5. The Sopranos - I've told anyone that will listen (and lot's that would have preferred not to) that Tony Soprano was for me the most fully realized fictional character of all-time (until he was surpassed by a certain Old West bartender). Tony is a bad guy. He does terrible things, to good people (and a lot of terrible people too), and yet at almost every turn, you understand why he's doing it. You don't agree, or support, but you understand. He's not a charicature of a gangster. He's what one imagines the real thing is like. For that alone, this show would have to make the list.

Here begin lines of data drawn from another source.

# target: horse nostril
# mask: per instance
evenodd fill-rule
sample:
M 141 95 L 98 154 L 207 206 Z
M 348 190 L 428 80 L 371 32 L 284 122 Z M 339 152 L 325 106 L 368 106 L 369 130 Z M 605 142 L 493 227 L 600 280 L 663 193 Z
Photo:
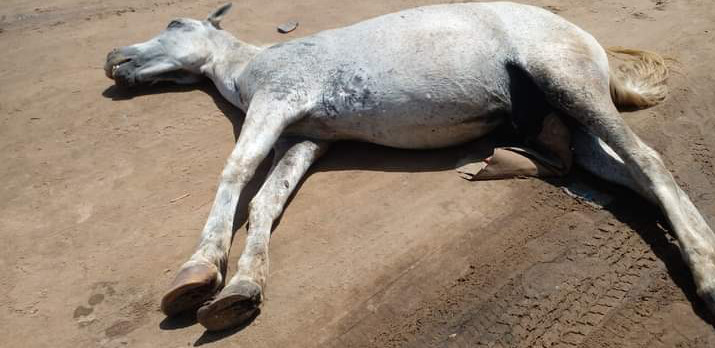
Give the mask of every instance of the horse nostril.
M 118 48 L 115 48 L 115 49 L 109 51 L 109 53 L 107 53 L 107 61 L 112 60 L 112 57 L 116 56 L 118 53 L 119 53 Z
M 107 62 L 112 62 L 113 64 L 120 64 L 118 62 L 126 62 L 131 60 L 127 58 L 124 53 L 122 53 L 121 48 L 115 48 L 107 54 Z

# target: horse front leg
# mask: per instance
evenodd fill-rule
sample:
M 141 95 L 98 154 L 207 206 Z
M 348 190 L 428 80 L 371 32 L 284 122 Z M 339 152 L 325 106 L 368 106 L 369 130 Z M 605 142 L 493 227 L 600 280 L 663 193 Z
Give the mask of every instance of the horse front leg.
M 268 242 L 273 222 L 282 214 L 308 168 L 329 146 L 328 142 L 307 139 L 284 139 L 276 145 L 273 168 L 250 204 L 248 237 L 238 260 L 238 272 L 214 301 L 199 309 L 201 325 L 223 330 L 245 322 L 257 311 L 268 277 Z
M 298 114 L 289 105 L 272 98 L 254 97 L 236 146 L 221 173 L 199 246 L 162 298 L 161 309 L 166 315 L 198 308 L 223 286 L 241 191 L 283 129 L 295 121 Z

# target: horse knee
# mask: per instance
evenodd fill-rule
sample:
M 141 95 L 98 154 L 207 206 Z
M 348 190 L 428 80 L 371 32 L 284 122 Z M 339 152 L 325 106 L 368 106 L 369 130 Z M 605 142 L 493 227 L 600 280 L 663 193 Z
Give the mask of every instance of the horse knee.
M 633 139 L 633 145 L 626 147 L 625 155 L 630 157 L 630 160 L 634 162 L 637 167 L 640 167 L 643 175 L 646 176 L 646 178 L 641 179 L 657 183 L 660 181 L 658 180 L 659 175 L 667 174 L 670 176 L 670 172 L 666 169 L 665 162 L 660 154 L 650 146 L 646 145 L 635 134 L 633 134 Z
M 637 149 L 634 151 L 635 156 L 640 159 L 642 162 L 647 163 L 648 166 L 651 167 L 663 167 L 665 168 L 665 162 L 663 162 L 663 158 L 660 156 L 658 151 L 655 151 L 653 148 L 650 146 L 646 145 L 642 141 L 639 141 L 639 145 Z
M 223 184 L 236 184 L 239 182 L 245 182 L 245 169 L 235 163 L 227 163 L 221 172 L 221 183 Z
M 260 164 L 259 160 L 252 158 L 229 158 L 221 172 L 221 182 L 226 184 L 245 184 Z

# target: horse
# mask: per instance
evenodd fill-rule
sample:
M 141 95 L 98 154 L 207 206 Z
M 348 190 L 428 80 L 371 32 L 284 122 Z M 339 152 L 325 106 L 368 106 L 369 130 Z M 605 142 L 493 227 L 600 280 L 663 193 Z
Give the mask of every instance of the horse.
M 257 314 L 271 227 L 331 143 L 440 148 L 503 124 L 533 146 L 497 149 L 469 173 L 473 179 L 563 175 L 573 161 L 631 188 L 664 212 L 699 296 L 715 311 L 715 234 L 619 114 L 664 100 L 667 67 L 657 54 L 615 50 L 633 59 L 611 69 L 606 49 L 584 30 L 509 2 L 418 7 L 267 46 L 221 29 L 230 8 L 172 20 L 150 40 L 112 50 L 104 66 L 125 87 L 207 77 L 245 112 L 198 247 L 161 300 L 167 316 L 196 310 L 206 329 L 222 330 Z M 239 196 L 271 151 L 227 282 Z

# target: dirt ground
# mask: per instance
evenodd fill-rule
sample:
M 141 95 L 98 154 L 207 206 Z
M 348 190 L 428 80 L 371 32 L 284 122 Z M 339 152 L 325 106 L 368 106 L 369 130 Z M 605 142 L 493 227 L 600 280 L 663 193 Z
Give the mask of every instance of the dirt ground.
M 224 27 L 279 42 L 431 2 L 241 0 Z M 669 99 L 624 117 L 715 226 L 711 0 L 529 2 L 604 46 L 676 60 Z M 460 179 L 457 160 L 492 140 L 336 146 L 274 232 L 261 314 L 220 334 L 166 320 L 161 294 L 196 246 L 241 115 L 206 83 L 121 93 L 102 64 L 220 3 L 0 4 L 0 346 L 715 346 L 656 208 L 582 172 Z M 298 30 L 276 33 L 291 19 Z M 595 190 L 605 207 L 562 187 Z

4. Arrested Development - This show was literally too funny for television. It was too good to last, and so it didn't. The good news is, since it died early every episode is as good as the first. The creative juices never ran out for this series, which bodes well for the rumored big screen version.
3. The West Wing - A show that started off promising, became transcendent and ended great. Characters came and went (often without proper explanation, Thanks Sorkin!), the creator even took his ball and went home (so to speak) but still, Jed Bartlett and his administration steered the (imaginary) country for eight years. Seven glorious seasons of high-quality character development and issue-oriented storylines. This is how you do politics on TV.
2. Lost - It may not be fair to hang the "greatest ever" tag on this show since it's not done, and could (theoretically) come off the rails in the last 24 or so episodes. But we all know that's not going to happen. The finale of this show (I imagine) will become the kind of cultural zeitgeist water-cooler fodder that the finale of "Mash" and "St. Elsewhere's" have. People who've never seen the show will get the jokes made about it because they will be everywhere. Every few years, a new fanbase explosion will happen as people find the show on DVD and ponder the mysteries of the Island.
1. Deadwood - Vulgar, Violent and very very good. This is not only the greatest television show ever created, but one of the best entries into the western genre as well. A genre that you already know I love. There is no "main" character, but the show centers on Al Swearingen (the aforementioned Old West bartender) and Seth Bullock (a once and future lawman). Historical characters are blended with fictional characters into semi-historical scenes and it is tremendous. If you can get past the language (and there's a lot of it) this show is worth its weight in gold.